What is the irony of the short story "The Lumber Room"?

The irony of Saki's "The Lumber Room" is in the twists of events. Instead of the self-appointed aunt being successful in punishing Nicholas and rewarding the other children by sending them to the beach, events turn out the other way around. For it is the two who go to the beach and the aunt who spend a miserable day, while Nicholas delights in the lumber room while leading the aunt to believe that he wants to enter the gooseberry garden.

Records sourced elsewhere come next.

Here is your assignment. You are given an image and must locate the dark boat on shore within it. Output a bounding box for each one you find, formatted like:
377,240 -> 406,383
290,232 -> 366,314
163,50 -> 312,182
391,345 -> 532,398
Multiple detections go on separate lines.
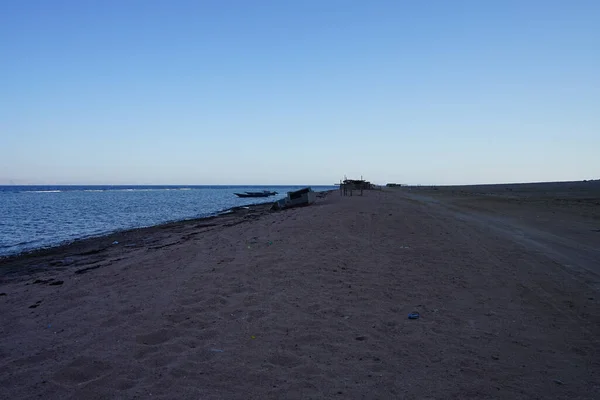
234,190 -> 277,197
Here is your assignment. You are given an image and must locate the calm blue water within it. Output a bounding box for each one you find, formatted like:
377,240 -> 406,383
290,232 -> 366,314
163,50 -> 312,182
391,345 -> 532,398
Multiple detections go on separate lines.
0,186 -> 334,256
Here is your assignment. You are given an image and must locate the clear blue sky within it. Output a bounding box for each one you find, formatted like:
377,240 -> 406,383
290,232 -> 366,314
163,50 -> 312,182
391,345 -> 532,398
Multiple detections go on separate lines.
0,0 -> 600,184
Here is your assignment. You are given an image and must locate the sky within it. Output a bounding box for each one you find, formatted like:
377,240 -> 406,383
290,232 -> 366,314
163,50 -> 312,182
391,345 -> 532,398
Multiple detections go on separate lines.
0,0 -> 600,184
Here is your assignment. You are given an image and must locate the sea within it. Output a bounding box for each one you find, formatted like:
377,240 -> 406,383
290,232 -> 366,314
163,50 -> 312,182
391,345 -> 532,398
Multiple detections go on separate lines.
0,185 -> 335,257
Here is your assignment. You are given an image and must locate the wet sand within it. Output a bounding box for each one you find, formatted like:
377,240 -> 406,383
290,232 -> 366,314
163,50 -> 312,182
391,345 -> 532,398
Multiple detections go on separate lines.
0,186 -> 600,399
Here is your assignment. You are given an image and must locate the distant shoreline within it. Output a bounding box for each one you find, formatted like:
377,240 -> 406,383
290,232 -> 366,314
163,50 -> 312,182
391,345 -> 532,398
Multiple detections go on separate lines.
0,203 -> 272,268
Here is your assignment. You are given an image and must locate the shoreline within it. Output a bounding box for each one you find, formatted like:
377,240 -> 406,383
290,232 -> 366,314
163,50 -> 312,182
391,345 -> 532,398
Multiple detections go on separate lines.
0,189 -> 600,400
0,202 -> 274,276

Because Nicholas has tricked his aunt with his declaration that there was a frog in his bowl of bread-and-milk, which has elicited her adamant denial in which she is embarrassingly proved in error, the aunt punishes him for his subversion of her authority: He must remain home while his cousins go to Jagborough sands that afternoon. Even though the girl-cousin scrapes her knee and cries, the aunt informs him that "it will be a glorious afternoon for racing about over those beautiful sands. How they will enjoy themselves!"

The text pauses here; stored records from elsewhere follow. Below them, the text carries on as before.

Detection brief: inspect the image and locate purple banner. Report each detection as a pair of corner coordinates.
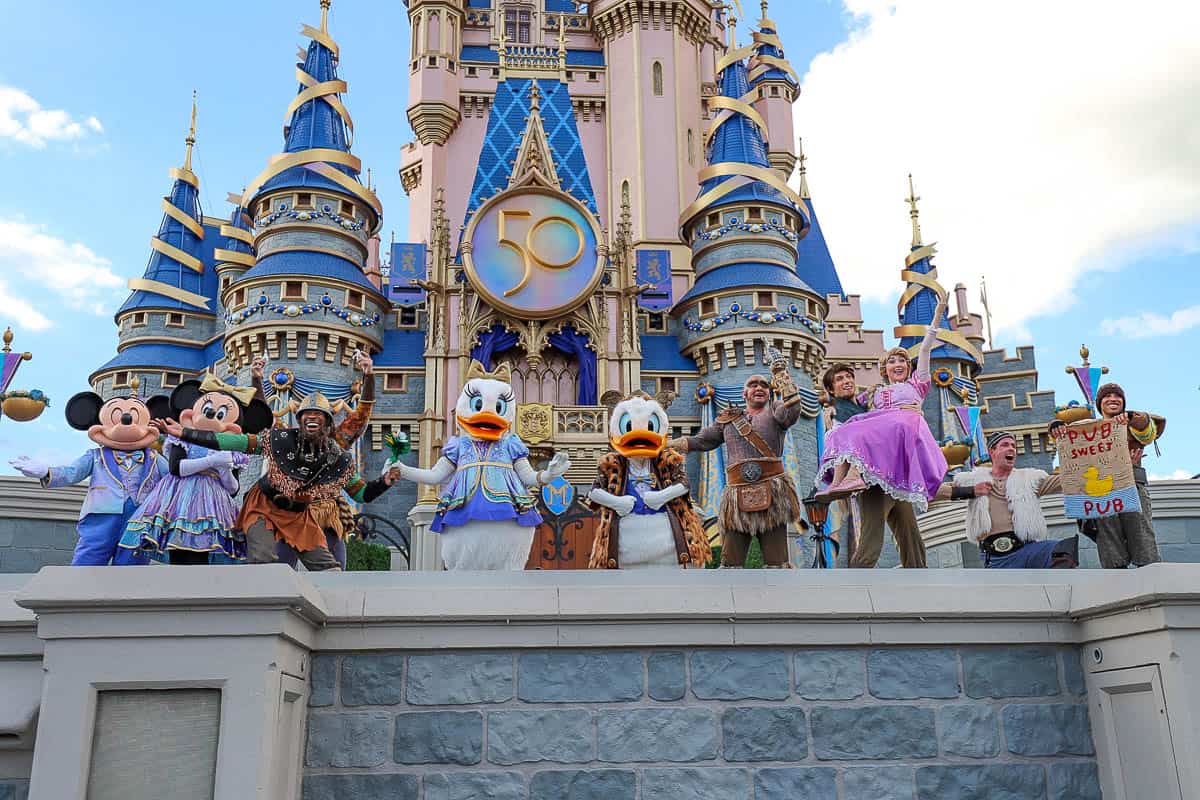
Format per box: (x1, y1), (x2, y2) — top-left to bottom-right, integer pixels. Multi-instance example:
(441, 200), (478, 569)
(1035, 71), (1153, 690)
(0, 353), (22, 392)
(388, 242), (426, 306)
(637, 249), (672, 312)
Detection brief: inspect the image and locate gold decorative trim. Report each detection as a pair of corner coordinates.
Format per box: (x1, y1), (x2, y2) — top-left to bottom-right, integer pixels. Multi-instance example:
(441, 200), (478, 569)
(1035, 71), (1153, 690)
(150, 236), (204, 273)
(127, 278), (211, 313)
(162, 198), (204, 239)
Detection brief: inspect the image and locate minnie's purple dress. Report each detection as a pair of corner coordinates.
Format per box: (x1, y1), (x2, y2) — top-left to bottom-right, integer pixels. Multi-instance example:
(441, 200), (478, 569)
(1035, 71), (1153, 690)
(818, 368), (948, 513)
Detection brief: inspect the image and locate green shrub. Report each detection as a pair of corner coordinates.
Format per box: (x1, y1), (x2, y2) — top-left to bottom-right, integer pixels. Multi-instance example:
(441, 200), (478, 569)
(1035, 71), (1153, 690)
(704, 536), (762, 570)
(346, 536), (391, 572)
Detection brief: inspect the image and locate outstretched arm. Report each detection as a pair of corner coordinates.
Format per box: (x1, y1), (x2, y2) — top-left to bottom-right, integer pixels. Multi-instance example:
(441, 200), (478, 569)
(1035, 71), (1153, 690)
(913, 297), (946, 381)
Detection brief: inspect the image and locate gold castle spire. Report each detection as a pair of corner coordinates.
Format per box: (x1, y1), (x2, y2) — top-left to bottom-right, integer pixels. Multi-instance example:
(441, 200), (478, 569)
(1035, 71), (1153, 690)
(184, 89), (196, 172)
(905, 173), (920, 247)
(801, 137), (812, 200)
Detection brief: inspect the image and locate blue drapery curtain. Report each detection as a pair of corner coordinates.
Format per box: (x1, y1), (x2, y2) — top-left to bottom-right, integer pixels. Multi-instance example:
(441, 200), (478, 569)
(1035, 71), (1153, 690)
(470, 323), (521, 369)
(546, 325), (596, 405)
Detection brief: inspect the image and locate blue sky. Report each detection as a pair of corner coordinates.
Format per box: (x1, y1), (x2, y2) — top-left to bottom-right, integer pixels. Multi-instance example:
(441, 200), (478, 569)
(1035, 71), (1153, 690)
(0, 0), (1200, 475)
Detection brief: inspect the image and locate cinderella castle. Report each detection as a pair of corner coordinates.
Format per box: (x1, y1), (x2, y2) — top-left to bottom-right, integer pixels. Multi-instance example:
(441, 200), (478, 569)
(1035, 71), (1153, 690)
(90, 0), (1054, 544)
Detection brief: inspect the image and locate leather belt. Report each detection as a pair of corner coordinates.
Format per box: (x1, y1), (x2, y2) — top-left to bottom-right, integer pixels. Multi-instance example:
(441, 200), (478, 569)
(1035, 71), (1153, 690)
(979, 530), (1025, 555)
(258, 477), (308, 512)
(725, 458), (784, 486)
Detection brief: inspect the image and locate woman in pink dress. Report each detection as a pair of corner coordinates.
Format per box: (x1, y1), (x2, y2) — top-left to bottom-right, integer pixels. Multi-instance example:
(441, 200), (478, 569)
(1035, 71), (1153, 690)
(817, 297), (947, 513)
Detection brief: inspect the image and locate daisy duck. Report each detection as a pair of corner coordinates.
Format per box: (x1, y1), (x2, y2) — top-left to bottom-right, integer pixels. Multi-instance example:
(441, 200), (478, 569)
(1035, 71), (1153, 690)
(10, 386), (170, 566)
(384, 361), (571, 570)
(588, 392), (712, 570)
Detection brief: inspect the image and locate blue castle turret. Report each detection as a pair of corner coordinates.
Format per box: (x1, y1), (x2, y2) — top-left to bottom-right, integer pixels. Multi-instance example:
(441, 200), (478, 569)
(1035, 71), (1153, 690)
(90, 100), (220, 397)
(221, 0), (390, 419)
(895, 175), (983, 441)
(671, 21), (840, 485)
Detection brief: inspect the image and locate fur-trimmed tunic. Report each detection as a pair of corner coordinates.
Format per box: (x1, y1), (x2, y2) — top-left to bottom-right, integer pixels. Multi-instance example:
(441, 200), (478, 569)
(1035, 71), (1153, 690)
(588, 447), (713, 570)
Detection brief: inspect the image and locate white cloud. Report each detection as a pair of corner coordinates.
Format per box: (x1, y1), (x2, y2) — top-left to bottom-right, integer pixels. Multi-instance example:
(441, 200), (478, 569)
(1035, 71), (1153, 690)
(0, 281), (52, 331)
(1150, 469), (1193, 481)
(785, 0), (1200, 338)
(0, 85), (104, 149)
(1100, 306), (1200, 339)
(0, 218), (125, 330)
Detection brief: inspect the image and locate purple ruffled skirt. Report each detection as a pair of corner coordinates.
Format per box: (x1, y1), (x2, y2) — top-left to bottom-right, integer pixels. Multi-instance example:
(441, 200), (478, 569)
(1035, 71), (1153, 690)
(817, 409), (948, 513)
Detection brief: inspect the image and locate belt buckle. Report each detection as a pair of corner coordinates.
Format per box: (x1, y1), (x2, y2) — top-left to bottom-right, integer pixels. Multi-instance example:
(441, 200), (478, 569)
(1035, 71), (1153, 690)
(742, 461), (762, 483)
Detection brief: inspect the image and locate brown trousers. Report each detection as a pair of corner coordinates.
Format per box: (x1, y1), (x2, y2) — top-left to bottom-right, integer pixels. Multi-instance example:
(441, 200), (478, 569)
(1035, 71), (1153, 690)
(721, 525), (788, 566)
(850, 486), (925, 569)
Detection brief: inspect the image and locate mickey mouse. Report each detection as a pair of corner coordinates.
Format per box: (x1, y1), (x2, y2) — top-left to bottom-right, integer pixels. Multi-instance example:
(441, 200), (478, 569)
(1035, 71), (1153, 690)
(10, 392), (170, 566)
(120, 375), (274, 564)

In the meantime, Nicholas is to remain home, where he is restricted from entering the gooseberry garden. When Nicholas looks at her with an expression of obstinacy, she becomes determined to watch him. Because "[S]he was a woman of few ideas, with immense powers of concentration," the aunt works for awhile in the garden so that she can keep an eye on both entries. Nicholas makes a show of trying to enter the garden, knowing that she will guard it assiduously now.


In the meantime he sneaks away, and he "rapidly executes a plan of action that had long germinated in his brain": Nicholas has discovered the key to the lumber room above its door. Now, he opens this room and delights in his deception and in his opportunity to engage his mind in flights of fancy and his eyes with wondrous things. For instance, there is a tapestry that generates a story in Nicholas's mind, as well as quaint candlesticks and a teapot shaped like a duck whose bill is the pour spout, unlike the shapeless one the aunt uses for the children. Further, Nicholas discovers a wonderful book of beautiful birds.


Suddenly, 



...the voice of his aunt in shrill vociferation of his name came from the gooseberry garden without.



Nicholas hurriedly closes the book and replaces it. His aunt has taken a sadistic delight in Nicholas's absence, certain that she will catch him in the gooseberry garden. However, she has had an accident and is heard shrieking. Nicholas carefully closes the door, locking it and replacing the key. He saunters to the garden wall, where his aunt calls out to get the ladder because she has fallen into an empty rain water tank whose sides are too slippery for her to get any footing to climb out. "I was told I wasn't to go into the gooseberry garden," Nicholas tells her victoriously, and pretends that he believes her voice that of the devil sent to tempt him. He walks away in triumph, and a maid later finds her.


"Tea that evening was partaken of in a fearsome silence" not only because of the aunt's humiliation in the garden, but also because the boy and girl who were "rewarded" with the trip to the beach have spent a miserable day. For the tide was so high that there was no sand to play in, and Bobby's boots were so tight that he was in pain the entire time. Also, the aunt maintained a "frozen muteness," having spent thirty-five minutes in a rain tank. Despite their misfortunes, Nicholas re-absorbs himself in the tale he has created about the huntsman on the tapestry.